Ważą się losy Kuzery i Kozubka

Zdjęcie okładkowe artykułu:
zdjęcie autora artykułu

Zarówno Kamil Kuzera, jak i Dariusz Kozubek reprezentowali w przeszłości barwy kieleckiego klubu. Obaj byli postaciami wyrazistymi, o których w lokalnym środowisku piłkarskim się pamięta. Ten pierwszy był czołową postacią drużyny Dariusza Wdowczyka, Kozubek z kolei pomógł Koronie wywalczyć historyczny awans do ekstraklasy.

- Dajemy sobie czas do kilkunastu dni na podjęcie decyzji, czy Kamil i Darek faktycznie są w stanie nas wspomóc. Musimy uważnie im się przyjrzeć i zobaczyć, w jakiej aktualnie są formie - mówi Sławomir Grzesik, asystent trenera Włodzimierza Gąsiora.

Obaj piłkarze zainteresowani są powrotem do Kielc. Kamil Kuzera nie może odnaleźć się w warszawskiej Polonii, a Dariusz Kozubek niedawno rozwiązał kontrakt z Pelikanem Łowicz i u zmierzchu kariery (33 lata) chciałby ponownie wesprzeć Koronę w wywalczeniu awansu. - Spędziłem tu miłe chwile, występowałem jeszcze na starym stadionie. Czuję sentyment do tego klubu i z chęcią zagrałbym w żółto-czerwonych barwach - mówi pomocnik.

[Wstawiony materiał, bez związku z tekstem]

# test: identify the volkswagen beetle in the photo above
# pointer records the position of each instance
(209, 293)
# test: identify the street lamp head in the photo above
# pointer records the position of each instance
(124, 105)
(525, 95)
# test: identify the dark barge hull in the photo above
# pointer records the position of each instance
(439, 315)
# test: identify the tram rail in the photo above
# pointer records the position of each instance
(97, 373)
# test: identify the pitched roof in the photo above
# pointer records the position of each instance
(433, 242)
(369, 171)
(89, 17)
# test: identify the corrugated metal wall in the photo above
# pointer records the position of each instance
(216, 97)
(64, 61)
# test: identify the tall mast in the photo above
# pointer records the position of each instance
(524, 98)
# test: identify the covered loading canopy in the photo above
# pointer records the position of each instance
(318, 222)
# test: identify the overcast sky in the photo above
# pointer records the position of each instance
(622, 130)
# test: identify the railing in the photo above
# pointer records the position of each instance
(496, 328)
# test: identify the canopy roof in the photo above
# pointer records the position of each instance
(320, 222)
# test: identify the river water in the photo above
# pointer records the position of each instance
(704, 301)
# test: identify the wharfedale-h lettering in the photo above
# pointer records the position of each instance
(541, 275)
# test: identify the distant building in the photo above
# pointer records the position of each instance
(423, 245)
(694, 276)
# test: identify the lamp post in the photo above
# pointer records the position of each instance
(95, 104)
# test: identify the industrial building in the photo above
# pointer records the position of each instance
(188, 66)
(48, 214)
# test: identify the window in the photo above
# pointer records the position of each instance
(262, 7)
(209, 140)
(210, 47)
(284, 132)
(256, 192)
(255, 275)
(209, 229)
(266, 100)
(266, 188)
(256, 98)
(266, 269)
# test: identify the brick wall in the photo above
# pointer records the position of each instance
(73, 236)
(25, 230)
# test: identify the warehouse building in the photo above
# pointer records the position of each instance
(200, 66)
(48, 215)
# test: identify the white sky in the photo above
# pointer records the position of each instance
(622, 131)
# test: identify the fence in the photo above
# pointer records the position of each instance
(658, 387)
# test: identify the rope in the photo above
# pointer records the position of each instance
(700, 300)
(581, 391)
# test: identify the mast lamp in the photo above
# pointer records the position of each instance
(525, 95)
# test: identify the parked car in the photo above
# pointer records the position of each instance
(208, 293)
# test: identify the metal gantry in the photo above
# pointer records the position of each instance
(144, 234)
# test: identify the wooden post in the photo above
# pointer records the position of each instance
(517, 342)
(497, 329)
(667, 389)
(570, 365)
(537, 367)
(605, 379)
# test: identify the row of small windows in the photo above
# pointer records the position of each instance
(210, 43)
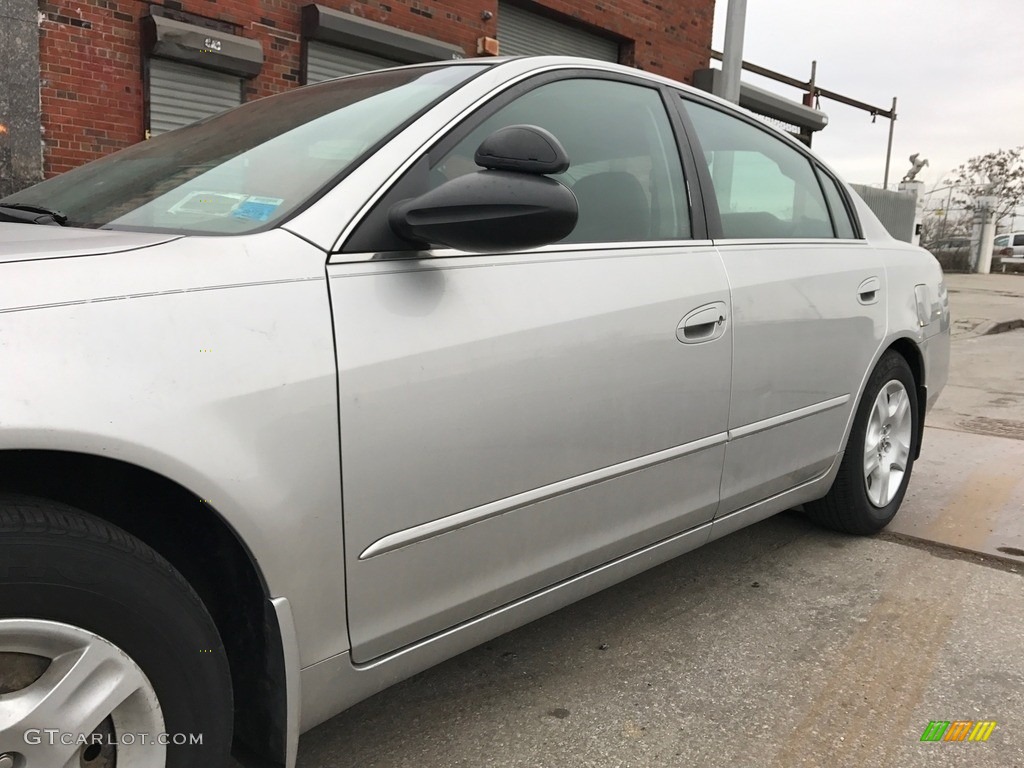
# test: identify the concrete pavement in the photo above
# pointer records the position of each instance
(982, 303)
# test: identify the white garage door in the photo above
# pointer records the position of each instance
(523, 34)
(180, 94)
(325, 61)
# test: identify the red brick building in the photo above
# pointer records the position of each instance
(112, 72)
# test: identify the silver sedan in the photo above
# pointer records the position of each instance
(307, 396)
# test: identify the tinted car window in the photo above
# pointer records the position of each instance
(764, 187)
(625, 168)
(841, 214)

Jak do tej pory Korona pozyskała trzech zawodników: Łukasza Cichosa z Tura Turek, który w minionej rundzie zdobył 10 bramek, Dariusz Łatkę, który przez siedem sezonów reprezentował barwy Jagiellonii Białystok, oraz Marcina Popławskiego - od lat czołową postać Motoru Lublin. Z Kielc odszedł natomiast Paweł Sasin, a jego nowym pracodawcą została Cracovia Kraków. - Mam swoje ambicje, od zawsze podkreślałem, że chciałbym grać tylko na najwyższym szczeblu - podkreśla Sasin. Jeszcze dwa lata temu, gdy trenerem Korony był Ryszard Wieczorek, prawoskrzydłowym interesowały się kluby angielskie.